…does not exist. But let’s have a look at data and process analytics that can be very useful in auditing this kind of processes. There is often the following problem: How can one pursue the numerous and extensive results in the first place? Is it necessary to investigate all cases of SAP data analytics? Often, there are way too many results and false positives! Frequently auditors are overwhelmed by the amount of results. In the following, I would like to explain how to proceed.
Part 6 of the series: “The digital Audit for Cross Process Weaknesses”
1. How the digital audit for cross process weaknesses works
2. Smart strategies to automatically audit master data and payments
3. Quick Guide: Auditing principles of orderly bookkeeping
4. What no one tells you about automatic analytics of SAP access protection
5. 3 top indicators for auditing process plausibility
6. A complete guide to Professional Judgement…
Divide et Impera
“Divide and rule” – says the Latin scholar. This simply means: when a task is too difficult, one can divide it into subgroups and deal with the smaller subgroups until all of them have been processed.
How does this affect the interpretation of SAP data analytics by the auditor?
In total I have implemented 125 indicators for SAP process weaknesses (about every process: purchase, order to cash, fixed assets and inventory, as well as cross process indicators). In this series different cross process indicators have been introduced.

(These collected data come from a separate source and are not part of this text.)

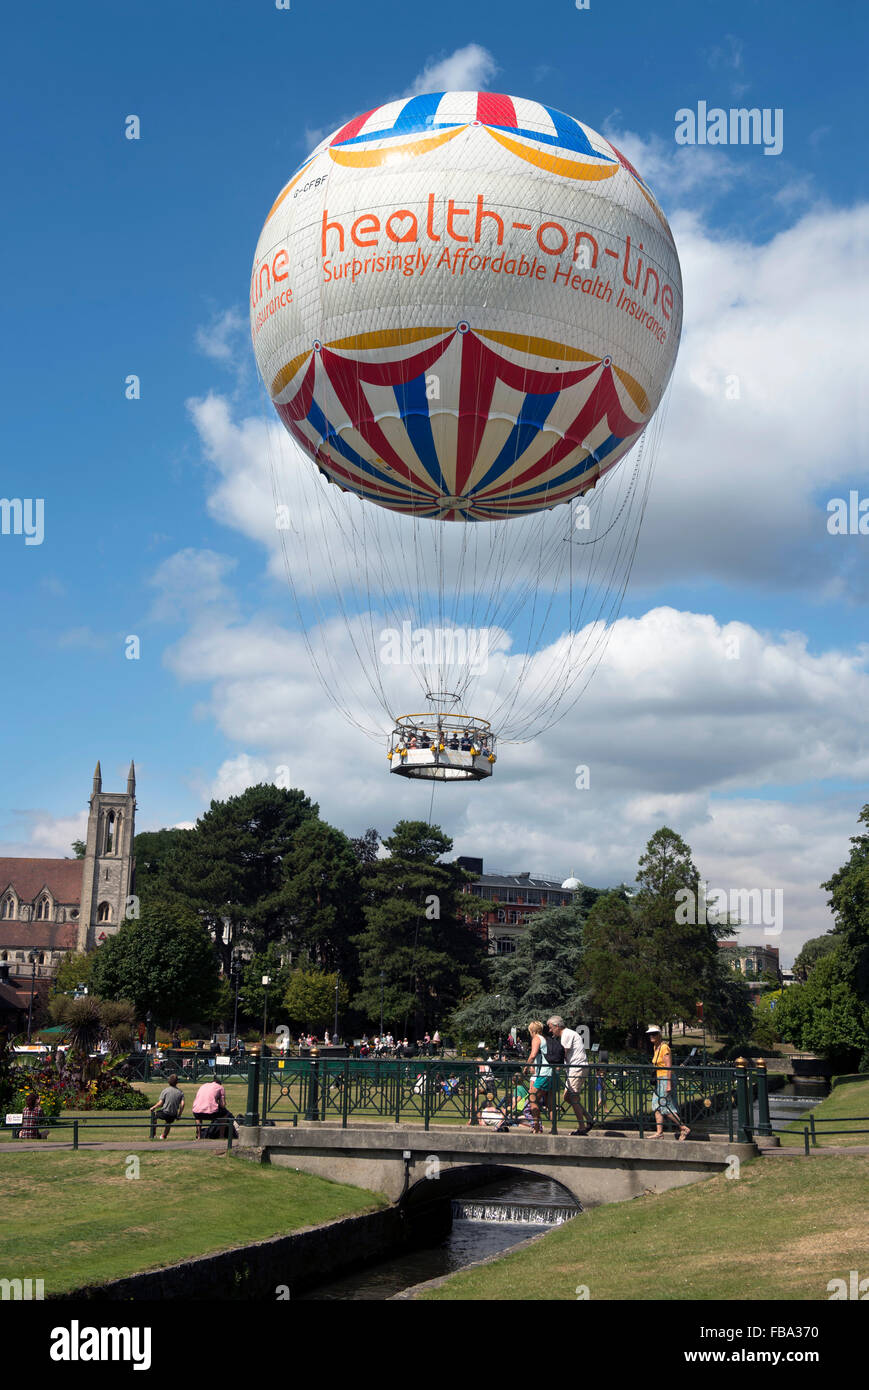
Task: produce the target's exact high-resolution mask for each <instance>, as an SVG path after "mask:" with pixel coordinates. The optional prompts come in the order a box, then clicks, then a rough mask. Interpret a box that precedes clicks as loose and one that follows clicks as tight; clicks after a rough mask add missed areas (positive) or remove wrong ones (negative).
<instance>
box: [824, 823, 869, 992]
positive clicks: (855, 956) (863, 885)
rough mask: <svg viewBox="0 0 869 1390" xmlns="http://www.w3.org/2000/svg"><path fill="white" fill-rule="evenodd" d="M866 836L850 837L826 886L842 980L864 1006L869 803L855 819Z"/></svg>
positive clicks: (867, 911)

During the implementation, the described problem of too many results arose and because of that a solution needed to be constructed.
I will elaborate this on the following example – let’s take this indicator:
FI documents posted during weekend
This indicator aims at identifying compliance and correctness.
The resulting risk:
The document will be marked, because fraudulent activities might have been performed outside regular business operations.

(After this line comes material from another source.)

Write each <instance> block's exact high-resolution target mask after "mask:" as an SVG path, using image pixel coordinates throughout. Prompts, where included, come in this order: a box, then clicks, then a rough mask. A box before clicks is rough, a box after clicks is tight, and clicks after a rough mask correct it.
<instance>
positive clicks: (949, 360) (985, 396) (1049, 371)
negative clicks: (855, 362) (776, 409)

The criteria for this indicator is:
The document will be marked because it was performed on a weekend. Postings made by a system user will not be marked.
Let suppose that 12,745 documents are affected by this indicator. Quickly, the auditor comes up with the thought that he should never have done this data analytics! How are you supposed to follow 12.745 indications?

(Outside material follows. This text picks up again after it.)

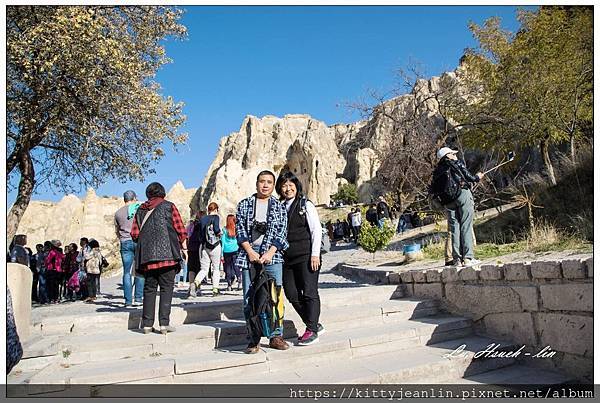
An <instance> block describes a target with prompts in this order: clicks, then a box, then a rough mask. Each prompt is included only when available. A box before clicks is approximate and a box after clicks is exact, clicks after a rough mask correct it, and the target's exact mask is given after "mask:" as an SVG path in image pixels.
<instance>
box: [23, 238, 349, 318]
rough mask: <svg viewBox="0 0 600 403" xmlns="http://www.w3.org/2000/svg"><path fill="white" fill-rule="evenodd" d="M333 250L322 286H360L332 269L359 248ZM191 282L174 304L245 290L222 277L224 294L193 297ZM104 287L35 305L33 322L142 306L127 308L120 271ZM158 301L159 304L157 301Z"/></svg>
mask: <svg viewBox="0 0 600 403" xmlns="http://www.w3.org/2000/svg"><path fill="white" fill-rule="evenodd" d="M333 249H334V250H332V251H331V252H330V253H328V254H325V255H323V266H322V269H321V275H320V277H319V287H320V288H341V287H356V286H357V285H359V284H360V283H357V282H355V281H353V280H351V279H347V278H344V277H342V276H339V275H337V274H334V273H333V272H332V271H331V269H332V268H333V267H334V266H336V265H337V264H338V263H340V262H344V261H346V260H348V259H349V258H350V257H351V256H353V255H354V254H355V253H356V252H357V249H356V247H355V246H353V245H340V246H338V247H334V248H333ZM188 288H189V284H188V283H185V284H184V283H179V284H176V286H175V292H174V294H173V302H172V305H173V306H184V305H188V304H194V303H198V302H210V301H225V300H231V299H239V300H240V302H241V297H242V291H236V290H234V291H226V290H225V289H226V283H225V281H224V280H221V283H220V290H221V295H219V296H218V297H213V296H212V295H211V290H212V286H211V285H203V286H202V291H203V294H204V295H206V296H200V297H196V298H193V299H189V298H187V291H188ZM100 289H101V291H102V294H101V296H100V297H98V299H97V300H96V302H95V303H94V304H86V303H84V302H83V301H74V302H70V301H68V302H62V303H59V304H54V305H34V306H33V309H32V311H31V319H32V322H33V323H36V322H39V321H40V320H41V319H42V318H45V317H50V316H54V317H55V316H64V315H84V314H90V313H93V312H107V311H127V310H131V309H142V308H141V306H140V307H133V308H125V307H124V302H125V301H124V299H123V288H122V275H121V274H117V275H115V276H113V277H108V278H102V279H101V286H100ZM157 304H158V303H157Z"/></svg>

To encounter this problem, I have devised the concept of “profile”, which was consistently implemented at zapliance. It’s pretty simple: each document marked by an indicator is automatically sorted into a certain result group. How these result groups are build differs for each indicator and is related to the professional analytics target of the indicator. The purpose is that you only have to look at the result groups and not at all the individual documents in the groups.
Let’s follow the example with the indicator “FI documents posted during weekend”. This indicator maps its profiles according to the criterion “weekday” in combination with “document type”. For example, three profiles are formed: “Saturday Goods Issue” (9,801 documents), “Sunday Credit Accounts” (77 documents) and “Saturday Goods Receipts” (2,867 documents).
The auditor can then concentrate on the profile, which he considers particularly relevant or valuable for documents posted during weekends. By looking at the profiles, it quickly becomes clear that goods issues and goods receipts are not critical on Saturdays, because the warehouse is regularly in use on that day. Therefore, credit balance documents on sundays remain interesting, because accountants normally do not work on sundays. Through the profiles a special focus is placed on the highest risks or most interesting cases. Following this approach, random samples lose methodological value.
It is no longer necessary to audit individual cases, but case groups, which makes the audit much more efficient and leads to a very good understanding of the audited entity.
In the example given, the question must therefore be considered:
What types of business transactions are unusual on saturdays or sundays?
… and the examination of the indicator would be completed.